This week on #ExpertView, our Head of Member Services, John King, considers a seasonal case that TDS have seen involving pine needles left over from a tenant’s Christmas tree and how a decision was reached by the adjudicator.
In this case a landlord took possession of a rented property shortly after the Christmas break. All was well – or so it seemed – until the landlord walked across the lounge carpet in socks! There were pine needles stuck in the carpet’s pile and soft soles brought these to their attention. A closer examination also showed some marks to the carpet in the area where the base of the Christmas tree had stood.
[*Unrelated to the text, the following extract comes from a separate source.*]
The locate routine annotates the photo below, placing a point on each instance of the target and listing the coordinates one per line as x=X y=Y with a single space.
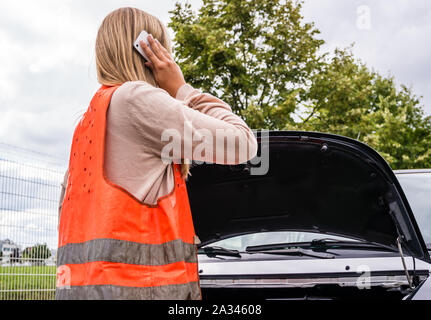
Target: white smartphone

The landlord claimed the cost of cleaning the carpet – normally £35.00 and an additional £35.00 for the cleaner to remove the remaining pine needles by hand. The tenant argued that they had been given permission to put up a real Christmas tree by the landlord and they had themselves paid for a carpet cleaner before they left; they argued that any remaining problems were ‘wear and tear’ that was to be expected from a real, rather than artificial, tree.
The adjudicator worked from the starting point that the carpet needed to be returned to the landlord in the same condition and required state of cleanliness as at the start of the tenancy. Accepting that there would be an allowance for ordinary wear and tear. The adjudicator did not consider that the issues of a Christmas tree as identified were wear and tear; there were more issues of cleanliness. The marks on the carpet were not an inevitable consequence of having a real Christmas tree and pine needles should be removed – however fiddly as this might be.
The adjudicator did not consider it was unreasonable for the landlord to claim the cost of cleaning the carpet again, because it was not clear what cleaning had been done by the tenant and at what cost. The landlord needed to be certain whether marks could be removed, as this would determine whether their claim was for cleaning only, or possibly a contribution to replacing the carpet if it was damaged beyond repair. Fortunately, the cleaner was able to remove the marks, although the carpet cleaning did not remove all pine needles from the carpet’s pile. The adjudicator felt that a further deduction was reasonable as an additional cost was incurred by the landlord for the extra time the contractor needed at the property for manually removing the pine needles stuck in the carpet.
So, what are the key points here?
Wear and tear may be relevant to damage, but not to cleaning, it can apply to those things that are bound to happen in normal day to day use. Pine needles will drop, but that doesn’t mean they shouldn’t be cleaned away properly just like any other cleaning matter.